Orlando

June 12th marked the anniversary of the 2016 massacre at Pulse nightclub in Orlando Florida. Tragically, not much has improved for the LGBTQ2IA+ community in the years since then, and in many places, including the state in which this atrocity occurred, things have become even worse.

I wrote this piece the day after the massacre, and posted it again this year in commemoration and solidarity. Since then, it has been requested that I read it for you, so I’ve recorded the reading and posted it to my socials.

Listen to the reading on TikTok | YouTube or read the June 12th post, below.

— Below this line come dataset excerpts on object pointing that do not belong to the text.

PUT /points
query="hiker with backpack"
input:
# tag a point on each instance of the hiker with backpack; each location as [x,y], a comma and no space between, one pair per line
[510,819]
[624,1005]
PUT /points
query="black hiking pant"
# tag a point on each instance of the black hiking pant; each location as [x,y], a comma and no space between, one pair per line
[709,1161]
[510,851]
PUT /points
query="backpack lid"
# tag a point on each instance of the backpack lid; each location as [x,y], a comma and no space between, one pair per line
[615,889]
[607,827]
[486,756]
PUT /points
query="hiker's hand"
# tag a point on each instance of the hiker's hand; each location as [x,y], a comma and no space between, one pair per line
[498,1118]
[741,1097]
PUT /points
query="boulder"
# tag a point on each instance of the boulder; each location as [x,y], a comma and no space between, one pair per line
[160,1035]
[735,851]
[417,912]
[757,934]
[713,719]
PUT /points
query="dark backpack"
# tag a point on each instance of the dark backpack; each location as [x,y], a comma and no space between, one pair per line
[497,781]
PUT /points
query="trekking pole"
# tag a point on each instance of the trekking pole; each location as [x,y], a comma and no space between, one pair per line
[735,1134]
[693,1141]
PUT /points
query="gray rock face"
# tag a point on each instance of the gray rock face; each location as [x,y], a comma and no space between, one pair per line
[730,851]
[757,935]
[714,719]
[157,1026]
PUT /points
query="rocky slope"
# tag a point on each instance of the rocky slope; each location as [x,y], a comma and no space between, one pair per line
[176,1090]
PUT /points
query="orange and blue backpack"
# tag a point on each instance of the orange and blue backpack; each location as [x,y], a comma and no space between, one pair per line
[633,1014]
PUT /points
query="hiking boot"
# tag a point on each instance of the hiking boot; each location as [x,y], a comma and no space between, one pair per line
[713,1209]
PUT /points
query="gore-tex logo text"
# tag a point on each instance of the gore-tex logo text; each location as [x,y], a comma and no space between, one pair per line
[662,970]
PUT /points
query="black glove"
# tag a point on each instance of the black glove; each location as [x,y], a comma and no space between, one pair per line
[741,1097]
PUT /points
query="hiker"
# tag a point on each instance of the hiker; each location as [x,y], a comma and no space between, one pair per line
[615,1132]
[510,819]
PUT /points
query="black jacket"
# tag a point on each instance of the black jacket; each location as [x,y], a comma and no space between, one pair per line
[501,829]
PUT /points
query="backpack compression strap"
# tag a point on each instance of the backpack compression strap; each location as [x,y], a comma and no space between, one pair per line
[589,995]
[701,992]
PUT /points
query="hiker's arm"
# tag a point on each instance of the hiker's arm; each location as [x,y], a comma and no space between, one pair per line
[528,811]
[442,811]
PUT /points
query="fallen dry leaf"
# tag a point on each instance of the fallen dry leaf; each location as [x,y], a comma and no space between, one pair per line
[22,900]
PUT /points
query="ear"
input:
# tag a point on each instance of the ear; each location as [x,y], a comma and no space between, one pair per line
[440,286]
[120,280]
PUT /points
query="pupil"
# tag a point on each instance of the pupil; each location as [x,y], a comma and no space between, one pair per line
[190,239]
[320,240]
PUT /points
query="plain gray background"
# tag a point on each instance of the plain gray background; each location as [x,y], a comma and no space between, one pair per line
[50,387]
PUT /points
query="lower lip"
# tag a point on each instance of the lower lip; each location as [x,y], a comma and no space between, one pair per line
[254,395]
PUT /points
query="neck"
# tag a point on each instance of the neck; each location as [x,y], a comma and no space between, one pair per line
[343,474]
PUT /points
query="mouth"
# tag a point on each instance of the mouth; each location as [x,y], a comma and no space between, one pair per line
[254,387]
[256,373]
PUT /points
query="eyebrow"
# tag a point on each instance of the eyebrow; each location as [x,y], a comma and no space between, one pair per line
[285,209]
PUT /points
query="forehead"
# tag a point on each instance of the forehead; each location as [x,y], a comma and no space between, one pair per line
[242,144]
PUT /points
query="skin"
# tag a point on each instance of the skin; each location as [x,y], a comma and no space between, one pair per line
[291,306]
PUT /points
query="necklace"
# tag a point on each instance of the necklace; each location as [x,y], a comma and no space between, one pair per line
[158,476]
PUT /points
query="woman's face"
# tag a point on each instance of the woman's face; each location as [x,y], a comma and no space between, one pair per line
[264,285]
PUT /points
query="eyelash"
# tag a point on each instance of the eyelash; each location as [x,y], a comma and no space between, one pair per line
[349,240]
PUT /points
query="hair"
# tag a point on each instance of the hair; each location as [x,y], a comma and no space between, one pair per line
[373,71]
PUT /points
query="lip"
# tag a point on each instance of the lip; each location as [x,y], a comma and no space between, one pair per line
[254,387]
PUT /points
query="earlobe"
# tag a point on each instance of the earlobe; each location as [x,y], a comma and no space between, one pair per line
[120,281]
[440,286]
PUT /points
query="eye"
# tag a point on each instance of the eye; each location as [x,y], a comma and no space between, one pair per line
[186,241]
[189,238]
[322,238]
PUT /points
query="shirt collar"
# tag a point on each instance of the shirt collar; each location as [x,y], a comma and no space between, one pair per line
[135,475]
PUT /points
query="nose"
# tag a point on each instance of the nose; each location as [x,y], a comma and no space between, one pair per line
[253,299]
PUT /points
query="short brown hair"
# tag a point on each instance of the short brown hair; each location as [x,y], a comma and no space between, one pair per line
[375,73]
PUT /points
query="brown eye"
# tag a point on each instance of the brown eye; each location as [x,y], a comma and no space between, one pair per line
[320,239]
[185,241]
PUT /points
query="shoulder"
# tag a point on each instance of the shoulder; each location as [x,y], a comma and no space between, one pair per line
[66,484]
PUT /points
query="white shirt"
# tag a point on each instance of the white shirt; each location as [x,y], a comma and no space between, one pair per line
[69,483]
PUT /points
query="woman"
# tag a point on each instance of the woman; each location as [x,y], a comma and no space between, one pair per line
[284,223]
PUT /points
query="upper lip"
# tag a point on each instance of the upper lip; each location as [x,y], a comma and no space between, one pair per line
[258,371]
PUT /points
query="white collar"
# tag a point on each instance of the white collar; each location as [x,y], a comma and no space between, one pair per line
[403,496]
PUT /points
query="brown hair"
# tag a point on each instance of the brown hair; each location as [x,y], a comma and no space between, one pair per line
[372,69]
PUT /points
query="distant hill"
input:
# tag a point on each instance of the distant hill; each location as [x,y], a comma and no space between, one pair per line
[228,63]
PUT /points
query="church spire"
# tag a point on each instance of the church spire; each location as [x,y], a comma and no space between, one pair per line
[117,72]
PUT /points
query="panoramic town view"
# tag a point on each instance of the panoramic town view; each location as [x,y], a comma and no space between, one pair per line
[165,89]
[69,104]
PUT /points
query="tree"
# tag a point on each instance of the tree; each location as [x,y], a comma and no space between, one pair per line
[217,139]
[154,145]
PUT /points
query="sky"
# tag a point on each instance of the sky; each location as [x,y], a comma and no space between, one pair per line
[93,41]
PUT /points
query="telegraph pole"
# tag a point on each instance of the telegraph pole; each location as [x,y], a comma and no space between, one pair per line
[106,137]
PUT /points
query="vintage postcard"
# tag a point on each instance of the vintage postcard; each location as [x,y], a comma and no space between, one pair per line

*Trigger Warning - Everything. This is a heavy piece.

ORLANDO

My first thought

when I heard about Orlando was

Fuck.


I can not.

Believe.

This is still.

Where.

We are.

Thirty years ago

my best friends were two gay guys named Ken and Ken

and a fag-hag named Trish.

In my day

that’s what you called a straight woman

who was obsessed with gays and gay culture.


Ken and Ken were not a couple.

But they trolled together

along with all the other butches and queens

looking for love and acceptance.


I guess I tagged along

because I was an outcast

in my own

special way.

And these guys knew how to have a

really

good

time.


I remember the gay bar.


An unmarked door in an unmarked alley

that only those ‘in the know’

were meant to find.


A special knock and password would get you in the front room

where a big burly butch or bear would sell you illegal drink tickets

if she or he knew who you were.

And would grill you thoroughly

if they didn’t.


I remember the club room.


Not much bigger than thirty by thirty

and holding fifteen to twenty people

at max.


I remember the bare, yellow-white walls.

The k-mart christmas lights strung from the ceiling with rusted thumb-tacks.


A lonesome disco ball

spinning

in the centre of the room.

A strobe light

on a cardboard pedestal in the corner.


And some queer, DJ wanna-be

with a record player hooked up to a crummy pair of speakers

trying desperately to transition from Boy George to Divine

without

interrupting

the beat.


I remember the awkwardness.

I remember the posturing.

I remember the downcast eyes

and hopeful hearts

the lusty, overstated grinding on the dance-floor

as desperate-to-be lovers

strained to see

and be seen.

It was the saddest

loneliest

most pathetic place

I’d ever been.


And it was beautiful.


In that way that a lone sunflower

growing up through a crack in the asphalt freeway

is beautiful.


In that way that only something that has been shamed

and reviled

and beaten down

but insists on surviving in spite of it

is beautiful.


In that way that something broken

and mended

and broken

and mended again

is beautiful.


It was so...


Strong.


And I lost count of how many times we stumbled out of that bar

drunk and laughing

to be set upon in the street by fists and feet

that battered and bruised

our blood

so

much

brighter

than any future we could see.


I lost count of the screams

and the pleading.

I lost count of the tears

and the bleeding.

And we learned quickly

not to bother calling the police.

They only ever showed up too late anyway.

Or just as often

joined in the fun.


And I remember that Ken used to cut my mother’s hair.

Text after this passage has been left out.